President Obama selected Blanco because “his deeply personal poems are rooted in the idea of what it means to be an American,” inaugural committee’s spokeswoman Addie Whisenant told The New York Times.


Peter Covino, associated professor of English and creative writing at URI, directs the writing conference. Covino is also a poet and author of three poetry collections including his most recent book, The Right Place to Jump, which was recently featured on NPR and the Huffington Post.

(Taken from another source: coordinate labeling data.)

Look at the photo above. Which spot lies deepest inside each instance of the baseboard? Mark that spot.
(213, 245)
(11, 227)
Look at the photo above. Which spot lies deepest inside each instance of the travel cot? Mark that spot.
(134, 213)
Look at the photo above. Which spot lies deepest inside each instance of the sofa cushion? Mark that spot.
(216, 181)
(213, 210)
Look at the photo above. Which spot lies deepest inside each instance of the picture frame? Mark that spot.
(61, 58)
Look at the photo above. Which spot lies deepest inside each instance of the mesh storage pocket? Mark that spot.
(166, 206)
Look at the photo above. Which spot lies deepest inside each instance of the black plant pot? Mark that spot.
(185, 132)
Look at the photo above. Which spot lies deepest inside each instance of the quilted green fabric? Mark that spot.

“Richard Blanco is one of the kindest, most compassionate, and thoughtful people I’ve ever met,” said Covino who was interviewed about Blanco and his work by President’s Obama’s Press Office and The New York TImes. “He’s also a careful and attentive listener. We’ve invited him twice, once as a featured guest as part of our summer writing conference and another time to present for the English Department’s Read/Write Guest Writer and Scholars Series. Everyone who has met Richard in these settings has raved about his dedication, his reading and his presentations.”


As the fifth inaugural poet in this nation’s history, Blanco joins the literary ranks of Robert Frost and Maya Angelou. At 44, he is the youngest poet, the first Latino, and the first openly gay poet.


He was born in Spain to Cuban parents who fled the Castro regime. Forty-five days later, his parents emigrated once more and settled in Miami where he was raised and educated. He became a civil engineer at his family’s urging and also pursued poetry. His work explores the universal themes of yearnings and negotiation of cultural identity.


His inaugural poem, One Today, pays homage to the American experience. While noting the vast differences of American work, landscape, language, and cultures, he sees the country as the United States. One sun rose on us today…


In an essay he wrote for CNN days before the inaugural, Blanco said, in part: The most powerful quality of our country is that each day is full of a million possibilities: We are a country of fierce individualism, which invites me to shape my life as I see fit. As I reflect on this, I see how the American story is in many ways my story — a country still trying to negotiate its own identity, caught between the paradise of its founding ideals and the realities of its history, trying to figure it out, trying to “become” even today — the word “hope” as fresh on our tongues as it ever was. Regardless of my cultural, socioeconomic background and my sexuality, I have been given a place at the table, or more precisely, at the podium, because that is America.